Gubernur Sumut Siapkan Santunan Rp 300 Juta untuk Tenaga Medis
Gubernur Sumut, Edy Rahmayadi, memberikan keterangan kepada wartawan usai melaksanakan salat di Masjid Agung Medan, Kamis (22/8/2019). (Foto: Beritasatu Photo / Arnold Sianturi)
Arnold H Sianturi / FER Kamis, 2 April 2020 | 15:55 WIB

Medan, Beritasatu.com - Gubernur Sumatera Utara (Sumut), Edy Rahmayadi menyampaikan, pihaknya menyiapkan anggaran santunan sebesar Rp 300 juta untuk tenaga medis yang meninggal dunia akibat terpapar virus corona atau Covid-19.

Baca Juga: Pemprov Sumut Siapkan Skema PSBB Covid-19

"Bahkan biaya pendidikan anak dari tenaga medis yang meninggal itu akan ditanggung pemerintah sampai selesai di tingkat perguruan tinggi," ujar Edy Rahmayadi saat meresmikan RSU Martha Friska Multatuli Medan sebagai rujukan Covid-19, Kamis (2/4/2020).

Mantan Pangkostrad ini meyakini, santunan bagi tenaga medis meski itu tergolong besar namun tidak akan akan dikehendaki oleh tenaga medis, apalagi saat ini sedang berjuang di garda terdepan dalam memberantas dan menyembuhkan pasien dari virus mematikan itu.

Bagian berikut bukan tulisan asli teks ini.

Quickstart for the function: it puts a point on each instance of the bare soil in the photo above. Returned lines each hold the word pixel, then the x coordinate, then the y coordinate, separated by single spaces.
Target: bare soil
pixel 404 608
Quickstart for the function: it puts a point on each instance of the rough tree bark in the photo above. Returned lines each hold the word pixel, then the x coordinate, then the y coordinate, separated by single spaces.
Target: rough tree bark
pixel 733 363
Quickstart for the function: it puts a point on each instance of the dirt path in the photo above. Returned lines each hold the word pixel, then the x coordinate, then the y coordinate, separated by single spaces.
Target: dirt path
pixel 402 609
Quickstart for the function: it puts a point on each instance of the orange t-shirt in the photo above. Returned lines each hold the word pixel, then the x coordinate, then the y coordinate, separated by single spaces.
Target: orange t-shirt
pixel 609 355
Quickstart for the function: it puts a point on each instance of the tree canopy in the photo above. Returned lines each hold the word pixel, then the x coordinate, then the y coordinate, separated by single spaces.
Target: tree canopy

Baca Juga: Gubernur Sumut Negatif Virus Corona

Selain menyiapkan santunan, Ketua Gugus Tugas Percepatan Penanganan Covid-19 Sumut itu, juga menyiapkan honor bulanan untuk dokter spesialis, dokter umum, perawat maupun bidan yang terlibat dalam penanganan Covid-19.

"Untuk dokter spesialis disiapkan honor sebesar Rp 15 juta per bulan, dokter umum Rp 10 juta, perawat dan bidan sebesar Rp 7,5 juta. Sementara, tenaga pendukung seperti petugas kebersihan, petugas administrasi, pengaman dan lainnya, juga disiapkan honor sebesar Rp 7,5 juta," kata Edy Rahmayadi.

Baca Juga: Kampanye #DonasikanOngkosmu Digaungkan

Menurutnya, besaran pemberian honor atau tunjangan bagi para tenaga medis itu merujuk pada peraturan Menteri Keuangan (Menkeu). "Pemberian honor itu bukan dari pemerintah pusat melainkan dikucurkan oleh pemerintah provinsi," tegas Edy Rahmayadi.